A tentativa de emparederar Trump, vem de seus adversários políticos empedernidos, principalmente da manjadíssima turma da esquerda, usando argumentos falaciosos, completamente divorciados da realidade dos fatos, às vezes tolos, aproveitando-se de uma tragédia nacional, para obter, como sempre, dividendos políticos. Isso, sem tirar nem pôr, se repete no Brasil contra Bolsonaro.

A economia dos Estados Unidos que ia bem, dando quase que por garantida a reeleição de Trump, assim como a economia brasileira que já começava a se mover para cima, entrarão, por força da paralização econômica, por um tempo difícil de se prever, em recessão, ou, até, se as atividades não forem logo retomadas, em depressão, gerando uma coorte de miséria que a todos atingirá.

Trump, ontem, sempre atento ao conjunto dos problemas, que não é só epidemiológico, já sinalizou que as atividades deverão ser plenamente reativadas até o dia 12 de abril.

O Brasil, por ser, em todos aspectos, mais vulnerável que os Estados Unidos, acho que deveria voltar a trabalhar um pouco antes.

Considero que Bolsonaro está certo. Sua visão de chefe de Estado deve focar além do espaço focado por uma restrita visão médica.

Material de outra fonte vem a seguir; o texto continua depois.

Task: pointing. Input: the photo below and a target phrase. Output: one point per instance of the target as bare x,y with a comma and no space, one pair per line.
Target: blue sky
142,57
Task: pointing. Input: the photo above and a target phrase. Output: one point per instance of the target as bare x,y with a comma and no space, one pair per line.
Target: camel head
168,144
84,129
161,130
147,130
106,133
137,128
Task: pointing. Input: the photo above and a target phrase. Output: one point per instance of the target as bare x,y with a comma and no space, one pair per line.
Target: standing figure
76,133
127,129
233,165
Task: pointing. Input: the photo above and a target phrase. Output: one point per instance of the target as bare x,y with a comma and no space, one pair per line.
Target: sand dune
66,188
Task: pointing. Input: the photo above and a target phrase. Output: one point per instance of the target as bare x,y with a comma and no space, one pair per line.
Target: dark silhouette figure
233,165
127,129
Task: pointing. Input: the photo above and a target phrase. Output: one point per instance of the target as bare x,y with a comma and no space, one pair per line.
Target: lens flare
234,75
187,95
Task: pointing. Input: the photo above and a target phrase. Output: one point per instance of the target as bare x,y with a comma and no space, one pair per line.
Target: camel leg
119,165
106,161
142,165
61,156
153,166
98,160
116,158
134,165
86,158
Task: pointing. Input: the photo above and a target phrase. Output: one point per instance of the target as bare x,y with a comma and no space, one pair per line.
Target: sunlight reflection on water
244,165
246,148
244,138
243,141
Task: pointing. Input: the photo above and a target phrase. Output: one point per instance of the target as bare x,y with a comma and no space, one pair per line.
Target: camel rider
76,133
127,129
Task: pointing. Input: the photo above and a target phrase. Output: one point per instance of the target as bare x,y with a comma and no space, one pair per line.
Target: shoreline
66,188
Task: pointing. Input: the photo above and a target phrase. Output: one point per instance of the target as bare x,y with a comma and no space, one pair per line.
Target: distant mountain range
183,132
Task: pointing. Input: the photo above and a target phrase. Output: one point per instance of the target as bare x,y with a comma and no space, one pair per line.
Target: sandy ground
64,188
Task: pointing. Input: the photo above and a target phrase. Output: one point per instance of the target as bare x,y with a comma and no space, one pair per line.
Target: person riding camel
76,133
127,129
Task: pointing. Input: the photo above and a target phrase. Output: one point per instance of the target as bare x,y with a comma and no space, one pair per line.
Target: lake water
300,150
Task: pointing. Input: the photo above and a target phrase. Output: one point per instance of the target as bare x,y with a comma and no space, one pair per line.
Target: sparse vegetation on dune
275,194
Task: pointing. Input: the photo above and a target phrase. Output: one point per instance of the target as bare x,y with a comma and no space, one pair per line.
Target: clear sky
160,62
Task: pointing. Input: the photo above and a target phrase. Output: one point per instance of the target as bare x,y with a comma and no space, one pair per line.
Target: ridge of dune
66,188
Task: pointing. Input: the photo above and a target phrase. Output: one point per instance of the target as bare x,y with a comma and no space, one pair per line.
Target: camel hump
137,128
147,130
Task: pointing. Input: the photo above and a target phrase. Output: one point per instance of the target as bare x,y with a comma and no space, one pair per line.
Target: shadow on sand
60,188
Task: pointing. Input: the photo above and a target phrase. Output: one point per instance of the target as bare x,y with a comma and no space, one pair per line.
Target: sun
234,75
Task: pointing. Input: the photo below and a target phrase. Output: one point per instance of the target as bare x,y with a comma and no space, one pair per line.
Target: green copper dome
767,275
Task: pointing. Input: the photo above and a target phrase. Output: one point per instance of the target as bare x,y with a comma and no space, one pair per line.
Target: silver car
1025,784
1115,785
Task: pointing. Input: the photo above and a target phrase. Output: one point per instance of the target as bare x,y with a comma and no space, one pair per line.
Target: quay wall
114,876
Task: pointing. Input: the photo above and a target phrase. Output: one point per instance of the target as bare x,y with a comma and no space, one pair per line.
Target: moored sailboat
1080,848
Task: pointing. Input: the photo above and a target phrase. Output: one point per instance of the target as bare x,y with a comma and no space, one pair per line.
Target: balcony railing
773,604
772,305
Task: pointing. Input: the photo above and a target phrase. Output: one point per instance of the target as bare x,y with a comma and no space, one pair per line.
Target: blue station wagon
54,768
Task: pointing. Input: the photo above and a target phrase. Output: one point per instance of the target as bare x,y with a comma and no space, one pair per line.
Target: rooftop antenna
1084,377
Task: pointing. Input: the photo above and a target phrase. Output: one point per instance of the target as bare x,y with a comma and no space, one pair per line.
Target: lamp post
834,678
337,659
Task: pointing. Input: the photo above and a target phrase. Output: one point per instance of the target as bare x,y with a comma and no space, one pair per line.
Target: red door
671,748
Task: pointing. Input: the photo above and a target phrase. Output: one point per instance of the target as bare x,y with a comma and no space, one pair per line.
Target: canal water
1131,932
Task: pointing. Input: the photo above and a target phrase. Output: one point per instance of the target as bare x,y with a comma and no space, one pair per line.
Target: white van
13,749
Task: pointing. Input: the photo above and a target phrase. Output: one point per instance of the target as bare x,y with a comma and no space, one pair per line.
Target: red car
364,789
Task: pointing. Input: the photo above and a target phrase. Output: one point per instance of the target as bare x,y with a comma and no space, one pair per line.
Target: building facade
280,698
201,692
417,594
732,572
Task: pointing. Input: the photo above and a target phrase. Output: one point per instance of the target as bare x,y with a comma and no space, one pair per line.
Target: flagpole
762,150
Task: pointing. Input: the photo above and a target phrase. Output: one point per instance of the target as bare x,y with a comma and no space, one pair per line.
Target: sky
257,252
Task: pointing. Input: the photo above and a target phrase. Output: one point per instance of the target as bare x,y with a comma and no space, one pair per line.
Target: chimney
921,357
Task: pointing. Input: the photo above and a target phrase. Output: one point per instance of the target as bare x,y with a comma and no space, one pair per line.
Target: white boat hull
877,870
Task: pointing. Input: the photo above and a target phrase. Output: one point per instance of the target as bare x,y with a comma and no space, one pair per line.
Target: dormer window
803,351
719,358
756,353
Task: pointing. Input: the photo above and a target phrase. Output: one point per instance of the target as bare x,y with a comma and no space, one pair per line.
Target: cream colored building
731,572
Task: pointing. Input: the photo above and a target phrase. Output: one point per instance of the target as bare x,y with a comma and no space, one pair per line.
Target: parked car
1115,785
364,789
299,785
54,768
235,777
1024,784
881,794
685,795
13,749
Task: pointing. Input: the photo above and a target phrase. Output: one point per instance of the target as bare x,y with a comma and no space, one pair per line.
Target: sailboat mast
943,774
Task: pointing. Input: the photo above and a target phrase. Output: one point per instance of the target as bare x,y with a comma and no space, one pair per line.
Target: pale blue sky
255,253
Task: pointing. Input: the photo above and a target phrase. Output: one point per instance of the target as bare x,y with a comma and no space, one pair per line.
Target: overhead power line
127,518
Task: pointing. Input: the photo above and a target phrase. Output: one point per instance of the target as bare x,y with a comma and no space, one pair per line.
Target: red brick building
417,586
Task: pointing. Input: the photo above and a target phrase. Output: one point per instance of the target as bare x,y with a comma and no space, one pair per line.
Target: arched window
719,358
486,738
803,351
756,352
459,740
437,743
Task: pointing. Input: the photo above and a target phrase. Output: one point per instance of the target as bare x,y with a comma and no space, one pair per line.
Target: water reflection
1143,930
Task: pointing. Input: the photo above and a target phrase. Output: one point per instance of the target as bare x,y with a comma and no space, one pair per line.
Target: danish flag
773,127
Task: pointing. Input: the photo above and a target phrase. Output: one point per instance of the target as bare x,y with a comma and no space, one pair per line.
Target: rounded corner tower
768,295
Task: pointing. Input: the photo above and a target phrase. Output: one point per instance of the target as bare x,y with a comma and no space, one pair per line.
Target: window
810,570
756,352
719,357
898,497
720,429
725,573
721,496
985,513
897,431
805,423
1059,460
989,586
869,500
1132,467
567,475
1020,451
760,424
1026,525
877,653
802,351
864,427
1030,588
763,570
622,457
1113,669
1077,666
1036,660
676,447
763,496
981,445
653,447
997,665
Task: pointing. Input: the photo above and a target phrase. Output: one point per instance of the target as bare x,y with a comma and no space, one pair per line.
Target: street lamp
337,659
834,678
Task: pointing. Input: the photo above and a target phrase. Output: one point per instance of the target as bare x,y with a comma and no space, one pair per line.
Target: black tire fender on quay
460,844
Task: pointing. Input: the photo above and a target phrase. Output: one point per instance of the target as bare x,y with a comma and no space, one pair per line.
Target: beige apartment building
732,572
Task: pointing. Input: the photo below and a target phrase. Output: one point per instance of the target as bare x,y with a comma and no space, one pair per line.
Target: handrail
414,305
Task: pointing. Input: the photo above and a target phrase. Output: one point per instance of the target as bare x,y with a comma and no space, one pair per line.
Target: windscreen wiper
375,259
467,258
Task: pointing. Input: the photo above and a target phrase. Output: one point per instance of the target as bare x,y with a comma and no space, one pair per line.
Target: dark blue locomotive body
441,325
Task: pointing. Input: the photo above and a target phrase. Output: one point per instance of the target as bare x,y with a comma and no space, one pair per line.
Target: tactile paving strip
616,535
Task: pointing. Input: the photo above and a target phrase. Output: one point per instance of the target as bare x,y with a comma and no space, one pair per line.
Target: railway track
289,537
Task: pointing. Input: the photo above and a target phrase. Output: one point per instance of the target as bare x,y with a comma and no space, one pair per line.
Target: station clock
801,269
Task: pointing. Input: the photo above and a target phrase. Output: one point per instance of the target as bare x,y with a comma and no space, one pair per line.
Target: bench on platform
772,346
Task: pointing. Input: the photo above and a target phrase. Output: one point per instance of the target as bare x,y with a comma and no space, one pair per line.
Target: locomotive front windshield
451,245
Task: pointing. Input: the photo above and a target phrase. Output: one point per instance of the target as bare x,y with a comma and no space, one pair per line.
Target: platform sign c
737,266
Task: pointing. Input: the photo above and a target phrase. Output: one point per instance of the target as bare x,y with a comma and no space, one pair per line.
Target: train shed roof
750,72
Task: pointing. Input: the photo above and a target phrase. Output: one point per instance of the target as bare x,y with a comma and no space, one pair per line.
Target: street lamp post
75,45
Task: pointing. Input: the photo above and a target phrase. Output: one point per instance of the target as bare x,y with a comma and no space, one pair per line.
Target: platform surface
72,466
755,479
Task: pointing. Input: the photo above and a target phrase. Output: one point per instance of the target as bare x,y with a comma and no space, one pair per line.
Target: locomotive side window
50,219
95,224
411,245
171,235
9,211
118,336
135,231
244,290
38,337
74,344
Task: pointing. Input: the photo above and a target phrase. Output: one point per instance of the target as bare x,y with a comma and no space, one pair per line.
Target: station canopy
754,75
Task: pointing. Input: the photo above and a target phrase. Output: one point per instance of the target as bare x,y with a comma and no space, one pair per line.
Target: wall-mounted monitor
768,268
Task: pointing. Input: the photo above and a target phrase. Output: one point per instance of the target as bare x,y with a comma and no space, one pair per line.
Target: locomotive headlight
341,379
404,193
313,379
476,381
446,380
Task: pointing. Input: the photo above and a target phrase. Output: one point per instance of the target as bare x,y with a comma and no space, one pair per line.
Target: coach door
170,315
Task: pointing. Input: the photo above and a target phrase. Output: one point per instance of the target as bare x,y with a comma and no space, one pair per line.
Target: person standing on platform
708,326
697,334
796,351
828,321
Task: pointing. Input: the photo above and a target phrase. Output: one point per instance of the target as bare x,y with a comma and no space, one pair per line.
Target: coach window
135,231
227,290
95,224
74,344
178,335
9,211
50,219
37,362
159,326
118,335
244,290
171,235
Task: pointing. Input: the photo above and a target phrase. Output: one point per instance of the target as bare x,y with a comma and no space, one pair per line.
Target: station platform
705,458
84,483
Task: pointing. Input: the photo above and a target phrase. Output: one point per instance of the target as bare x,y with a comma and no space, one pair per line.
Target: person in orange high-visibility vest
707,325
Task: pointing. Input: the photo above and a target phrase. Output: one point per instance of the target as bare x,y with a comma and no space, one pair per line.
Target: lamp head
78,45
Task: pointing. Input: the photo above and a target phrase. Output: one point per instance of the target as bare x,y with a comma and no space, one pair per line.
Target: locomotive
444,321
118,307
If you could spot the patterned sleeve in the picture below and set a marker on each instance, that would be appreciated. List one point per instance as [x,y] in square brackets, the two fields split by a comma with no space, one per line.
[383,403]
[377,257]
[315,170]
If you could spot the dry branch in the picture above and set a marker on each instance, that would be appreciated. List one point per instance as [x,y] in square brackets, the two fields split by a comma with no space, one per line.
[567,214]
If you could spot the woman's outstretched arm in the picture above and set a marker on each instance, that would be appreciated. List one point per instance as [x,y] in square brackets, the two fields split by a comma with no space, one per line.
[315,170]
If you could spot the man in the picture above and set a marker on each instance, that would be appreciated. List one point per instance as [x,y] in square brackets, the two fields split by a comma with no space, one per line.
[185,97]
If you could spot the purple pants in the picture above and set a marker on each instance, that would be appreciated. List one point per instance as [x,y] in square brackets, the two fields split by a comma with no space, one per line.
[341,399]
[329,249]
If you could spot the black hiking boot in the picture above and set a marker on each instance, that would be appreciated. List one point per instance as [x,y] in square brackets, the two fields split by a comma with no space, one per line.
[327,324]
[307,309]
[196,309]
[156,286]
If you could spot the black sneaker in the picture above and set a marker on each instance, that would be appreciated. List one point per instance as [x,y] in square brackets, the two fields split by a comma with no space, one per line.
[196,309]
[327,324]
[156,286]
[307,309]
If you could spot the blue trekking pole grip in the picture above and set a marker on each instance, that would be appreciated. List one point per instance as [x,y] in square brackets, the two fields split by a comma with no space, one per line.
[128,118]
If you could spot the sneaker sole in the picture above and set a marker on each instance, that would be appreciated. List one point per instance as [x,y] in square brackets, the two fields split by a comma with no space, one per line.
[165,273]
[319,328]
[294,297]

Em qualquer das hipóteses ele deverá perder politicamente. Se determinar a volta ao trabalho, os mortos serão levados à sua conta; se perseverar na paralização das atividades, o desastre econômico lhe será debitado.

Para finalizar, quero realçar que eminentes especialistas, das mais diversas escolas médicas, têm endossado o que acima foi dito pelos dois médicos citados, tanto o médico repórter da Rede Globo, como o médico petista que, por descuido político ou pela responsabilidade de governador, tirou o chapéu de político e colocou o chapéu de profissional da medicina.
               
Por aqui me precavendo, desejo a todos muita precaução, muita sorte, um bom dia, e saúde.